Basato su un fatto di cronaca, la guerra aperta tra due distretti di polizia francesi negli anni ’80, 36 Quai des Orfèvres, ben diretto da Olivier Marchal, prende il titolo proprio dalla famosa strada lungo le rive della Senna, sede della PJ, la Polizia giudiziaria francese, teatro indimenticabile dei casi del commissario Maigret nei racconti polizieschi di Georges Simenon.

Questo film riporta alla ribalta in tutta la sua drammatica e realistica valenza il genere cinematografico forse più tipicamente francese, il policier, altrimenti detto polar. Le scene di cruda violenza abbondano, talvolta eccedono, come pure non manca la tensione e il pathos.

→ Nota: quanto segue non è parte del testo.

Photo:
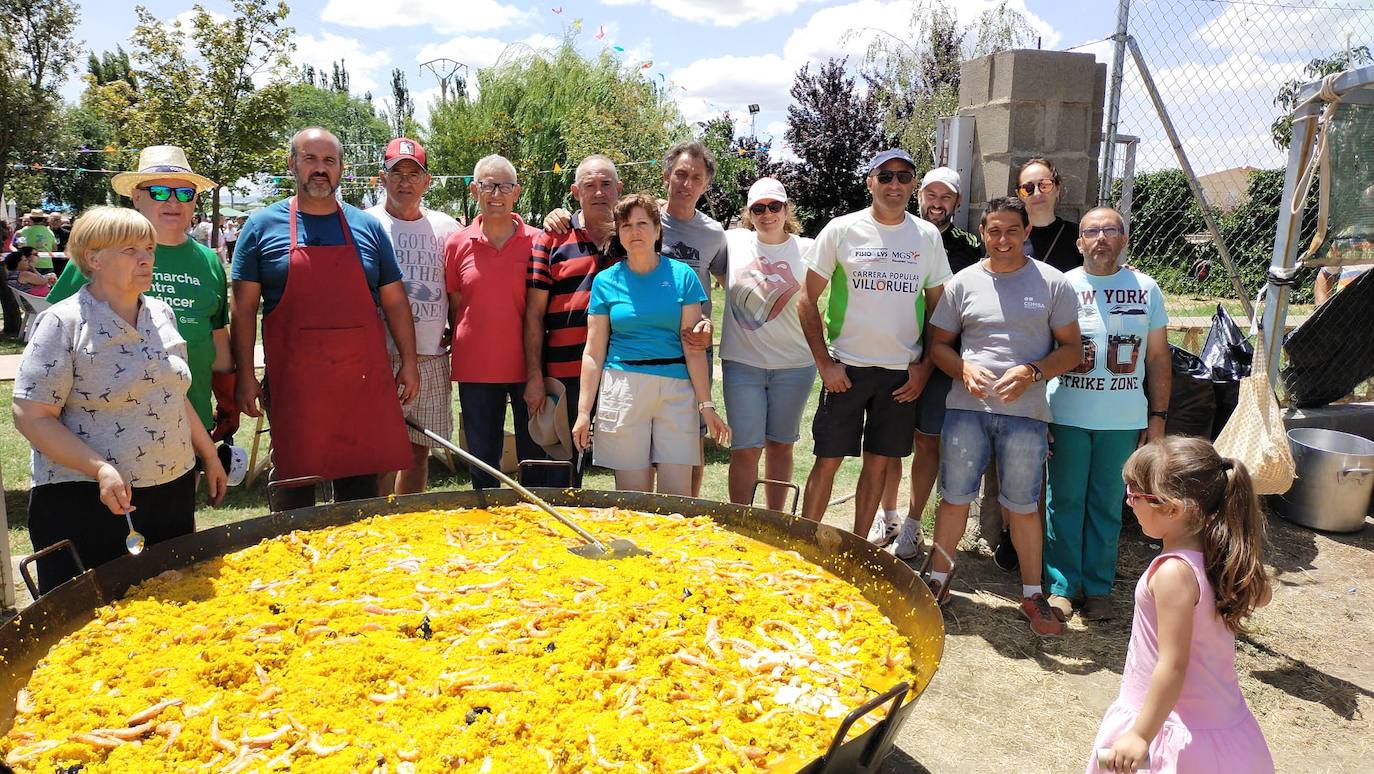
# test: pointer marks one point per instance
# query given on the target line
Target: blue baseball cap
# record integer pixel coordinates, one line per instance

Perno dell’intreccio sapientemente articolato è il conflitto senza esclusione di colpi tra Léo Vrinks [Daniel Auteuil] capo della BRI/Brigade de recherche et d'intervention [Squadra d’investigazione e d’intervento, N.d.T.] e Denis Klein [Gérard Depardieu], capo della BRB/Brigade de répression du banditisme [Squadra antirapina] della questura centrale di Parigi. La lotta all’ultimo sangue è rappresentata magistralmente dai due grandi attori francesi, supportati da un sempre grande André Dussollier nel ruolo di Robert Mancini, direttore del dipartimento di polizia sul ciglio della pensione, che vorrebbe designare Léo come suo successore, ma non può impedire al suo acerrimo concorrente Denis di aspirare a sua volta al posto di direttore. Mancini non vuole andare in pensione senza prima aver fermato una feroce banda di rapinatori che sta dilaniando la città da mesi provocando un numero sempre crescente di vittime e suscitando il malcelato malcontento delle alte sfere. Il direttore intima un ultimatum a entrambi i suoi sottoposti Vrinks e Klein, lasciando loro intendere che colui che per primo riuscirà a catturare i pericolosi malviventi otterrà il posto di direttore generale.

I due poliziotti, un tempo amici ma in seguito divisi da stili di vita opposti, carriera, ambizioni e dall’amore per la stessa donna, scatenano una spietata guerra interna al dipartimento, che per certi versi assume connotati ancora peggiori dei crimini della malavita a cui danno la caccia. La lotta alla criminalità si trasforma allora in un feroce regolamento di conti tra i due aspiranti alla poltrona di alto prestigio.

Girato prevalentemente nella banlieue parigina, lontana anni luce dall’immagine patinata e turistica che spesso si associa a Parigi, il plot striscia sotterraneo lungo i sobborghi, mettendone a nudo con lucido realismo la drammatica realtà, fatta di miserie, ricatti, violenze e giustizie sommarie.

L’avvincente polar di Olivier Marchal lancia un importante monito, suggerendoci che spesso l’apparenza inganna, che talvolta poliziotti sboccati e violenti, per i quali alla fine si parteggia, sono migliori di chi indossa una maschera di studiata amicizia mentre trama nell’ombra per distruggere, anche se alla fine distruggerà soprattutto se stesso.